A couple we know is in their mid-30’s. When they got married, they sat down and made up a plan. They knew they wanted the mother to be able to raise their children at home and so they figured out a plan that to the best of their ability and, barring unforeseen factors, they would carry out. After their wedding, they moved into a modest apartment. The wife worked for two years. During that time they saved every penny of her income and lived on the husband’s. At the end of that period, they had a good amount for a down payment on a modest, three-bedroom home for their future family. The down payment gave them a manageable house payment each month that the husband was able to easily make out of his income alone. The Lord blessed them with several babies in quick succession and the wife has had the pleasure of staying home to raise her little ones. A little planning went a long way. Early on, they decided not to try to get a fancy home in the newer suburbs. Early on, they committed to avoid the debt trap and live as inexpensively as possible with older cars. They now reap the rich benefits of that planning. Rather than come home to a frazzled, exhausted wife and mother who is seeing her babies for the first time all day, he comes home to well-prepared meals and a wife who knows her home life is under control. Regardless of what lies feminists tell, a home life under control is a very important factor in the overall happiness of a wife and mother, whether or not she works outside the home. That is just a plain fact.

Many of us never thought about planning ahead. Life just sort of happened and we played it by ear. Times have changed today, and those who want to have a rich family life need to plan for it and ask God's help in achieving it. I tell my young adult sons frequently that in today’s economy, with the cost of living, education, medical care, etc. that they need to get the training and education to be able to provide for their wives and families. They need to prayerfully plan. If they do not do this, they will fall into the trap of so many couples today that are living uneasily above their means, with the family paying the price for it. Stressed out, unhealthy and emotionally drained parents, kids scheduled out of their minds to keep up with the neighbors’ kids, (one boy in our neighborhood takes karate, soccer, cub scouts, swimming, little league, piano lessons and golf lessons in one week!) and all in all, the evaporation of family life and meaningful personal time.

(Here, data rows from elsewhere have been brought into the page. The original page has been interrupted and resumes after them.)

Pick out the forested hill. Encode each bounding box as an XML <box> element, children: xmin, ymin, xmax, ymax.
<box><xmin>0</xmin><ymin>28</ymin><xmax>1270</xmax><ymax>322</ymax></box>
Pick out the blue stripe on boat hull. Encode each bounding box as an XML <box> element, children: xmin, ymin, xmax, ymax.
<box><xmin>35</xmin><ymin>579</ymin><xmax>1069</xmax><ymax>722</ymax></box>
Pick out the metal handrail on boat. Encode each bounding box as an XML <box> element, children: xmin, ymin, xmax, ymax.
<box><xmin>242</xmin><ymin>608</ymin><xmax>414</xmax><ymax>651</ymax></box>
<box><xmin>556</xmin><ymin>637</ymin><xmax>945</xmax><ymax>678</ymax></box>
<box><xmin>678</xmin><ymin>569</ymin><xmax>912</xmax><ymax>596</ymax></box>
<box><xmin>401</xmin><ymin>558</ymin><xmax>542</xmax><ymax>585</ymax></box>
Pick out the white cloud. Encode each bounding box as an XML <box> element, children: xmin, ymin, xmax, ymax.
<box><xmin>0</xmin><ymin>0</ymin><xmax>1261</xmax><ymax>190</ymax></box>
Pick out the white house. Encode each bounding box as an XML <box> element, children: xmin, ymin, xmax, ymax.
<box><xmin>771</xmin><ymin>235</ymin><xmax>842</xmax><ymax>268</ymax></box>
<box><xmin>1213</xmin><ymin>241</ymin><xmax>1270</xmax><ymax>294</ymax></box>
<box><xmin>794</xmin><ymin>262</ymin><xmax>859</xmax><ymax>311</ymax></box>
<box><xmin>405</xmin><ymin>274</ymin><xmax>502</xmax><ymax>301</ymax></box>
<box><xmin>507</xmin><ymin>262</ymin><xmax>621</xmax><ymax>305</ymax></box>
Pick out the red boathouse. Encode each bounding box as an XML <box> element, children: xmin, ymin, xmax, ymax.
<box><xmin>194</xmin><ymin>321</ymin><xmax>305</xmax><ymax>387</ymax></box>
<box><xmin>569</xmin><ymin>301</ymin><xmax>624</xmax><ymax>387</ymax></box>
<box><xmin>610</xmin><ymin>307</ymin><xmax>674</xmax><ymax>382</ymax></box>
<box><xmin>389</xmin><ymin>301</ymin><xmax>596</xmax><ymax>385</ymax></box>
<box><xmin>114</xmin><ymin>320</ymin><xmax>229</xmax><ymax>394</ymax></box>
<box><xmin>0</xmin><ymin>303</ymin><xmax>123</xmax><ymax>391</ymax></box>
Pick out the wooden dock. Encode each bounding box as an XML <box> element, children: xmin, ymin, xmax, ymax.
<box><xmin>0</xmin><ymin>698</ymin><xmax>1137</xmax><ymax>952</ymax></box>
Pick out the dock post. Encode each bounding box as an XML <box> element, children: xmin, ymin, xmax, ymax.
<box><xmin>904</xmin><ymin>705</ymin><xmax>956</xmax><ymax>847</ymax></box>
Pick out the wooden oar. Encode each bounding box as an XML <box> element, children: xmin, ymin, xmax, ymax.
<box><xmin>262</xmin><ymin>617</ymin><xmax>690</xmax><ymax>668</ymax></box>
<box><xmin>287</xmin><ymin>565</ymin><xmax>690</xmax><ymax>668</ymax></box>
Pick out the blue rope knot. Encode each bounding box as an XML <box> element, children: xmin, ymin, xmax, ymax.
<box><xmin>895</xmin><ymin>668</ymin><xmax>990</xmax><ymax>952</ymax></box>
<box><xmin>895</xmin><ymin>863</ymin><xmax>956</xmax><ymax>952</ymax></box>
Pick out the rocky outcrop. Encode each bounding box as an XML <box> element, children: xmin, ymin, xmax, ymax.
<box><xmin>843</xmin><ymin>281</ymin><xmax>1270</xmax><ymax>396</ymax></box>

From a Christian standpoint, the loss is not just personal peace, balance and quality family life; children today are not being properly taught and discipled in today’s high stress, hurried climate. Try to have quality family worship time with children when you’re so burned out as parents that the only thing you can think about is bed when you stagger in the door. Discipleship is work, but who will do the work when parents are emotionally unavailable? This is why having a family vision early in young adulthood is so critical. If we aim at nothing we will hit it every time. There is much more material and teaching about these issues today than there once was, and I think it’s a very good thing. The antidote to a life of chaos and stress is to have humble expectations at the start, the wisdom to reject the world’s values, and a commitment to letting the Lord build a godly home based on a sound plan for marriage and family. The choices we make as parents have a direct impact on the spiritual lives of our children. It really is that serious.